May 12 movie: The Seventh Cross. Spencer Tracy stars as one of seven escapees from a concentration camp, who are recaptured and killed one by one, except Tracy, because he's the star. That makes it sound grim, and it kind of is. It's also a pretty inspiring story about the innate goodness of ordinary people.
Things I didn't love about this movie:
-I could really, really have done without the plot device of narration from the ghost of the first escapee to die. The ghost sort of hovers over the story mumbling platitudes about the strength of the human spirit. Ugh.
-Tracy was a terrific actor, but no acting could make his stocky build any less ridiculous as a recent inmate of a concentration camp. He looked like someone who should lay off the ham sandwiches, not someone who had been starved by the Nazis for three years. It required a suspension of disbelief that I wasn't able to muster.
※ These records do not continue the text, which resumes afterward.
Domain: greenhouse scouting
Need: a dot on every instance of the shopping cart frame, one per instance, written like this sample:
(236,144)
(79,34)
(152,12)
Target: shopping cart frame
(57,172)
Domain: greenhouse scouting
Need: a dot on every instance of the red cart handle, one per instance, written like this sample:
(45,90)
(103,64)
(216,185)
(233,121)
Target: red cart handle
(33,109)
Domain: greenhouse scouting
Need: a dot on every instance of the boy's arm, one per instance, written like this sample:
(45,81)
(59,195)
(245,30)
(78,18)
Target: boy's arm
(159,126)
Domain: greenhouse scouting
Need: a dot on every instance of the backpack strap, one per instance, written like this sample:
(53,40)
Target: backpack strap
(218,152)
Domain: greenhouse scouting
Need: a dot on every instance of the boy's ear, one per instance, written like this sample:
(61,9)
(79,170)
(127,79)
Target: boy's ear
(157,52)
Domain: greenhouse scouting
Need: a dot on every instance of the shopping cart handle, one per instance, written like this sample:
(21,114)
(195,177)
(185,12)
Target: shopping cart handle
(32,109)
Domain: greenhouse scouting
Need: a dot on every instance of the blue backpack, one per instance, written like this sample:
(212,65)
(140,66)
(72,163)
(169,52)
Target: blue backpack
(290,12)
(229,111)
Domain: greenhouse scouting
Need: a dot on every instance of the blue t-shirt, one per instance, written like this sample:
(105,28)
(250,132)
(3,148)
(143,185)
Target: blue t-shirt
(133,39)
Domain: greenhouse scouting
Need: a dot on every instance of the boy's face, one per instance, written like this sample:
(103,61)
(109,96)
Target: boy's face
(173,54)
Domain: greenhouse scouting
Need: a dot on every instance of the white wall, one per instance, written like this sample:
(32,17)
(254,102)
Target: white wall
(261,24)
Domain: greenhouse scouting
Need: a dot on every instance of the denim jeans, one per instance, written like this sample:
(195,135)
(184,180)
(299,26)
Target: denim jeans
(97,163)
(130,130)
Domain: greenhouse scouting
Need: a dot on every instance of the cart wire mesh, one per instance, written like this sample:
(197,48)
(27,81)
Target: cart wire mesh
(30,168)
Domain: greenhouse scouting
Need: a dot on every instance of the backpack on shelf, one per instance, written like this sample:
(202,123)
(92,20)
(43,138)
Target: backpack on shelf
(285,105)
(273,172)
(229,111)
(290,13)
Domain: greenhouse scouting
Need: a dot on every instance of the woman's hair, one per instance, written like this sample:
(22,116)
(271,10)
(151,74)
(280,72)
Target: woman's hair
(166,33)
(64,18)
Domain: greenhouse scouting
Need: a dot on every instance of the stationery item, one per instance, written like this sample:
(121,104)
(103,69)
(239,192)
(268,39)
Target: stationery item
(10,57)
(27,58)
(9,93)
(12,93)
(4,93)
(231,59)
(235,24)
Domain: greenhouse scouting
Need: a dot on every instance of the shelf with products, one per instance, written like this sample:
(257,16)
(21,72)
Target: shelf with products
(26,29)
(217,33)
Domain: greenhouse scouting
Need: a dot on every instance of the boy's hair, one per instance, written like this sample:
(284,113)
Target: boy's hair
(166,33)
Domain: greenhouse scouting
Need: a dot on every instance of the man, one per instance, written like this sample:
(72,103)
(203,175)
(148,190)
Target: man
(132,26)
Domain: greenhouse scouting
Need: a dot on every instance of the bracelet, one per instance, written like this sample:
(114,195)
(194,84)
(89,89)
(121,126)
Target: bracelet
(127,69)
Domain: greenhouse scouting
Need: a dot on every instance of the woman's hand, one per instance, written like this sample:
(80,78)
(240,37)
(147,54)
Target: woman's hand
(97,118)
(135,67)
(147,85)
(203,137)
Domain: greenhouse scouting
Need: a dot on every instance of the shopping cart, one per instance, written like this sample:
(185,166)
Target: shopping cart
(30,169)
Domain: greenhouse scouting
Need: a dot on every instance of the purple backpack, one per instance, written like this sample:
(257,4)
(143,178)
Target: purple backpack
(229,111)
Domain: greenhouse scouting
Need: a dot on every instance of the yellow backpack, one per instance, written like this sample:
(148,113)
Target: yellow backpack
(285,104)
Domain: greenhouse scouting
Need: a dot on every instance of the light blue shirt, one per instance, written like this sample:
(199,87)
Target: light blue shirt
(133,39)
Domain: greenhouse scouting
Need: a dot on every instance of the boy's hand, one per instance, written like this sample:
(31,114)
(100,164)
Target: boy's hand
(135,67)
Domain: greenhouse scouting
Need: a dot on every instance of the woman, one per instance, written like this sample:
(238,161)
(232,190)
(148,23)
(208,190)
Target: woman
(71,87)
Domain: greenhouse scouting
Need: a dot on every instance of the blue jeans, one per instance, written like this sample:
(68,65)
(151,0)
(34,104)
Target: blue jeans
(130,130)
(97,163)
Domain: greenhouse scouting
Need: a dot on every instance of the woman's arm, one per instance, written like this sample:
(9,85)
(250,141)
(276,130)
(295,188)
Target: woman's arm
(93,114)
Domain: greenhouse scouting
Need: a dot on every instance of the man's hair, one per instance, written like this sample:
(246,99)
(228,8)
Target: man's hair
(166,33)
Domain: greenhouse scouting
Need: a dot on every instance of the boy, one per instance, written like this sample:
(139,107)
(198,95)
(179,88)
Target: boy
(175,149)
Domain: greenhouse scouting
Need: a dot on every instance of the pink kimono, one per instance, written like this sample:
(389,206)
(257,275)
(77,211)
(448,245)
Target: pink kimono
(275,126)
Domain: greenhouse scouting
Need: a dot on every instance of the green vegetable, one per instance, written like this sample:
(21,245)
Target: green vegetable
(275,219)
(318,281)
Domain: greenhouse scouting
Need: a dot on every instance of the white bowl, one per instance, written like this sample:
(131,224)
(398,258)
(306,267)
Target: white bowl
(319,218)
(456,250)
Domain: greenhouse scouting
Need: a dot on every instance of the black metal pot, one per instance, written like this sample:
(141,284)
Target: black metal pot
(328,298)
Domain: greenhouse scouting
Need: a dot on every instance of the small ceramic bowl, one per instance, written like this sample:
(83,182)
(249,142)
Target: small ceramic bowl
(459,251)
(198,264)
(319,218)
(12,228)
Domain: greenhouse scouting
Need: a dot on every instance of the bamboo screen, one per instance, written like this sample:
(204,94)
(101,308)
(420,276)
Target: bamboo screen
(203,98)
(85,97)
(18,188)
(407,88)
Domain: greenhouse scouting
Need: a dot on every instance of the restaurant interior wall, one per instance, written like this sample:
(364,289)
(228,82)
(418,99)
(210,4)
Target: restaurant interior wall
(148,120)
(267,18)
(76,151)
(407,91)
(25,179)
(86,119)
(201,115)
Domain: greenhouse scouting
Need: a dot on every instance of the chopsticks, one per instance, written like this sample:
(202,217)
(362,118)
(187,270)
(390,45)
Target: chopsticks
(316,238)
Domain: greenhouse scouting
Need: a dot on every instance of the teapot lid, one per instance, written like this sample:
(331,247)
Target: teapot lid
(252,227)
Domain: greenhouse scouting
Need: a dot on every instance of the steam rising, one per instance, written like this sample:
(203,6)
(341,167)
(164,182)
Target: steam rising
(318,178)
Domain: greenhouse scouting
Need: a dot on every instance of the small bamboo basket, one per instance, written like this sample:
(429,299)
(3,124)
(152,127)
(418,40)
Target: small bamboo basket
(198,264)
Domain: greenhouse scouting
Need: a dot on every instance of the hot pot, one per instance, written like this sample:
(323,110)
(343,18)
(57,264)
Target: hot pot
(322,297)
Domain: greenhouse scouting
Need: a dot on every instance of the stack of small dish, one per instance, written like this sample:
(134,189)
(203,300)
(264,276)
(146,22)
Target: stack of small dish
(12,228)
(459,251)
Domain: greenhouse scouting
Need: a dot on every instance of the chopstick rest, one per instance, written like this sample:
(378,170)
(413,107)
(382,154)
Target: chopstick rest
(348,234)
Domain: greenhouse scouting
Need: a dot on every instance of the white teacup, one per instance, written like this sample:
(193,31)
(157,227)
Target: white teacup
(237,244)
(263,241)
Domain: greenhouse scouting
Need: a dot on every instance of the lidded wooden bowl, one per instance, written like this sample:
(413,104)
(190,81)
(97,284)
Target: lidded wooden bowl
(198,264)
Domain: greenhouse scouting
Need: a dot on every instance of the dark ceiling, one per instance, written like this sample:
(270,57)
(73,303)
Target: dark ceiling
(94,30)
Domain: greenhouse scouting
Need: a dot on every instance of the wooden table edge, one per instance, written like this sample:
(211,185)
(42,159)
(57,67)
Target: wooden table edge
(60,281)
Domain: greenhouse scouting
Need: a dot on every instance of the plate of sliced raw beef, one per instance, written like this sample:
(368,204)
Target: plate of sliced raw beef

Things I did love about this movie:
-Tracy's acting was genuinely tremendous. He conveys a character who starts out embittered, desperate and half-dead, and ends up inspired and inspiring. And he does it without dialogue for the first part of the movie.
-The surprise joy of the movie was Hume Cronyn as a likeable joe who shows unexpected heroism. I just looked up this movie on IMDB and found out that Cronyn's wife was played by Jessica Tandy, who was his wife in real-life!